In the second film, the treatment of motherhood is made more complicated by the presence of three different kinds of “mother.” The first is the group of human incubators, who “give birth” to the alien fetuses who gestate within them. This is a brutal definition of motherhood, beginning with a kind of rape and ending with the violent, bloody death of the parent.

The second type is represented by Ripley, who loses one daughter only to gain another. She is presented as an ideal mother: loving, devoted, and willing to do just about anything to protect her child. The final two action sequences are driven by Ripley’s need to save Newt, as she descends into the nest when the objectively smarter course of action would be to let the whole place burn in the impending nuclear explosion. The last big set piece is a physical battle that takes place between Ripley and the alien queen, who only follows her onto the ship because Ripley torched all of her eggs. Ripley uses her skill and ingenuity to win a fight against a much more overtly lethal opponent, and her success in eliminating the threat and protecting her child implicitly labels her the superior mother.

What is particularly interesting, however, is the film’s treatment of the third kind of mother: the alien queen.
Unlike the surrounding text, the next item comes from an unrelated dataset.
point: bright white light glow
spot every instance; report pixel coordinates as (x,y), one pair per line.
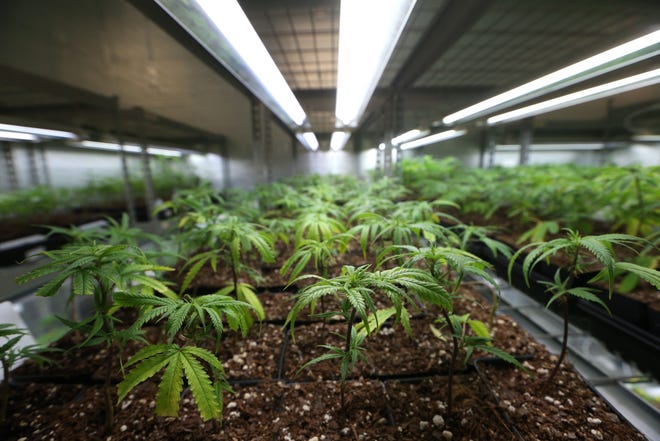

By paralleling her with Ripley, the film almost humanizes her; Ripley’s love for Newt is reflected in the queen’s concern for her offspring. We side with Ripley because she’s one of us and she is fighting to secure the survival of humankind, but it’s difficult not to sympathize with someone who just watched an alien invader burn her children alive. The Mama Bear badassery that we admire in Ripley is answered by a similar quality in the queen, whose goal in boarding the ship is not spreading the species, but getting revenge. By reflecting aspects of Ripley in the queen, the film makes a species that was once terrifying in its very alienness disconcertingly familiar.

In some ways, it does the same with the female action hero, especially for a modern audience looking back. Ripley rocked the John McClane look two years before Die Hard was released, and her story resembles films about male superheroes that are currently in theatres. She paved the way for Sarah Connor, Black Widow, and the women of whom Hollywood’s favourite Strong Female Characters are merely a pale imitation. What is even more remarkable is that she did this in a film that featured other women. Of the small group of Marines that goes on the mission, three are women. One is a pilot, one is a medic, and the last one makes it through the majority of the film and dies a heroic death. All three of them get lines. The intelligent, resourceful kid that shows up as a boy in Iron Man 3 is depicted here as a girl perceptive enough to see through the happy lies she has been told by adults. For a modern viewer, who will encounter at the cinema only “a solid, impenetrable wall of movies about dudes,” this film does seem truly alien.